Statement -1 : If `Delta(x)=|{:(f_1(x),f_2(x),f_3(x)),(a_2,b_2,c_2),(a_3,b_3,c_3):}|` where, `f_1 , f_2,f_3` are different functions and `a_2,b_2,c_2 and a_3,b_3,c_3` are constants then `intDelta(x)dx=|{:(intf_1(x)dx,intf_2(x)dx,intf_3(x)dx),(a_2,b_2,c_2),(a_3,b_3,c_3):}|`
because
Statement-2 : Integration of sum of several functions is equal to the sum of integration of individual function.
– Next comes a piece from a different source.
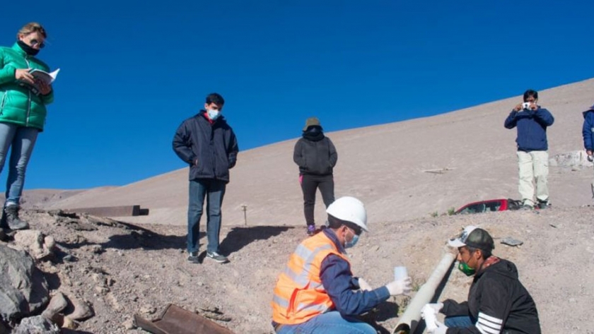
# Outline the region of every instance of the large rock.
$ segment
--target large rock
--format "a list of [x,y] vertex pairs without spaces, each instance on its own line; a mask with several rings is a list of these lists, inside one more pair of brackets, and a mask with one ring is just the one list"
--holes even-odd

To solve the problem, we need to analyze the statements provided and verify their correctness step by step. ### Step 1: Understand the Determinant We have a determinant defined as: \[ \Delta(x) = \begin{vmatrix} f_1(x) & f_2(x) & f_3(x) \\ a_2 & b_2 & c_2 \\ a_3 & b_3 & c_3 \end{vmatrix} \] where \(f_1, f_2, f_3\) are different functions of \(x\) and \(a_2, b_2, c_2, a_3, b_3, c_3\) are constants. ### Step 2: Calculate the Determinant Using the properties of determinants, we can expand \(\Delta(x)\): \[ \Delta(x) = f_1(x) \begin{vmatrix} b_2 & c_2 \\ b_3 & c_3 \end{vmatrix} - f_2(x) \begin{vmatrix} a_2 & c_2 \\ a_3 & c_3 \end{vmatrix} + f_3(x) \begin{vmatrix} a_2 & b_2 \\ a_3 & b_3 \end{vmatrix} \] Calculating the 2x2 determinants: \[ \Delta(x) = f_1(x)(b_2c_3 - c_2b_3) - f_2(x)(a_2c_3 - a_3c_2) + f_3(x)(a_2b_3 - a_3b_2) \] ### Step 3: Integrate the Determinant Now we need to integrate \(\Delta(x)\): \[ \int \Delta(x) \, dx = \int \left[ f_1(x)(b_2c_3 - c_2b_3) - f_2(x)(a_2c_3 - a_3c_2) + f_3(x)(a_2b_3 - a_3b_2) \right] dx \] Using the linearity of integration, we can separate the integrals: \[ \int \Delta(x) \, dx = (b_2c_3 - c_2b_3) \int f_1(x) \, dx - (a_2c_3 - a_3c_2) \int f_2(x) \, dx + (a_2b_3 - a_3b_2) \int f_3(x) \, dx \] ### Step 4: Formulate the Result Thus, we can express the integral of the determinant as: \[ \int \Delta(x) \, dx = \begin{vmatrix} \int f_1(x) \, dx & \int f_2(x) \, dx & \int f_3(x) \, dx \\ a_2 & b_2 & c_2 \\ a_3 & b_3 & c_3 \end{vmatrix} \] ### Conclusion From the above steps, we can conclude that Statement 1 is indeed correct as it aligns with the properties of determinants and integration.